Lá, o trabalho era um bocado diferente, mas a gente adapta-se. Era mais controlado. Não era como aqui. Aqui, cada um faz à sua maneira. Lá, não. A gente entra dentro dum apartamento, aquilo é tudo igual. Fazem aqui igual, ali igual. Aqui, se aquele fez em aresta, aquele fez em gaveta. Lá, quando acaba o apartamento, a gente olha e o apartamento está todo por igual. É diferente o nosso trabalho. Cada um puxa por seu lado. Não temos pessoas a prepará-los. Lá, aprende-se a arte, tem que se ter o livrozinho e sabe-se da sua categoria.
Ainda lá andei uns anos. Trabalhei sempre na construção, em várias companhias. O que é, era tudo judeu. Malta judia, mas boa malta, muito porreira. Boa gente, não tenho nada a dizer. Andei lá e ganhava-se para viver. Já estava a dar. Na altura, já dava uma coisita. Mandei vir a mulher e lá me aguentei. Na altura, não a levei, porque não sabia as dificuldades que ia pagar. Ela estava em casa e eu ganhava o suficiente para os filhos comerem e beberem. Era muito diferente. Comprava-se uma casa com facilidade. Aqui um homem tem de pagar quatro, cinco casas. Lá, não. Lá, a gente comprava a casa, dava “x” e ia pagando. Depois dizia:
- “Quando o senhor puder liquidar, liquida.”

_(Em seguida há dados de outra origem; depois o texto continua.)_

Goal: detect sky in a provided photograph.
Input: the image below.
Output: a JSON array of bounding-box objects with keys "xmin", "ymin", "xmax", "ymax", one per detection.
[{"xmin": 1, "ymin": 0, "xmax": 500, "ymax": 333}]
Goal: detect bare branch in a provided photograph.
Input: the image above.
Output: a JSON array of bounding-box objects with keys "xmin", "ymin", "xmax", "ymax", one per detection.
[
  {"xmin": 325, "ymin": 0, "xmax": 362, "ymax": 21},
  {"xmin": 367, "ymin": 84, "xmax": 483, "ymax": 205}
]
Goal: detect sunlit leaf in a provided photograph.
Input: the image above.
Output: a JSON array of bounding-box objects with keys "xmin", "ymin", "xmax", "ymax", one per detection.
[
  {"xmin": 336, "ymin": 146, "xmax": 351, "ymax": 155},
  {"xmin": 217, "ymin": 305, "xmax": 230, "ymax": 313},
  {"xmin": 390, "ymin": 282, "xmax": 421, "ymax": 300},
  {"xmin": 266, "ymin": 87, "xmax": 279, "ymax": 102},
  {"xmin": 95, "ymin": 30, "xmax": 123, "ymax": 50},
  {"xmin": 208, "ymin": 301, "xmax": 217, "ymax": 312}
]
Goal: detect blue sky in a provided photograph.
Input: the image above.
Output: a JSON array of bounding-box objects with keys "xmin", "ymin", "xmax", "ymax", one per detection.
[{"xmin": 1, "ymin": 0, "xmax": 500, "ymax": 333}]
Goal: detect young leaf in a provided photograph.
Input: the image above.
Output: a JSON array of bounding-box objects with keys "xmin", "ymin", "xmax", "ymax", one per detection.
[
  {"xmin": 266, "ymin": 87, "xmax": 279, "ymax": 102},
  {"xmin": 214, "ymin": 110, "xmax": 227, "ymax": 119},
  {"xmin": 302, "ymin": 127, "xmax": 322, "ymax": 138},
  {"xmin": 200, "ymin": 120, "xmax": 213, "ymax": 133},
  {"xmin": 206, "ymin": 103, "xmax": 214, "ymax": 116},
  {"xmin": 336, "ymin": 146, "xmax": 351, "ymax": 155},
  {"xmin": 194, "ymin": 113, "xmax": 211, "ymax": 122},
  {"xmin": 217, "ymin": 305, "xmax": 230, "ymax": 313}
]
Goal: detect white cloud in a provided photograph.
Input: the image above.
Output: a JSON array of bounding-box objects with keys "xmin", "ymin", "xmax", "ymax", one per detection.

Aqui é uma roubalheira. Admite-se isto? A gente anda a trabalhar para quem? Para os bancos? É uma tristeza. Não percebo nada. Como é que as pessoas, coitadas, podem comprar uma casa? Como é que a juventude pode comprar uma casa? Paga cinco, seis casas. Lá, não. Lá, com pouco tempo, a gente tinha a casa paga. Toda a gente trabalhava, chegava, ia-se às agências tratar, assinava-se, tanto, tanto, tanto, prazo de tanto tempo. Quando quer, paga, pagou. Acabou. Às vezes, a malta falava em voltar a Portugal:
- “Não, Portugal não é bom. É bom para cozer com couves e deitá-los aos porcos?”
É o que eles diziam, coitados. É aborrecido. Eles daqui, coitados, lixados.
- “Lá comem tudo e os outros não comem nada” - era o que eles diziam.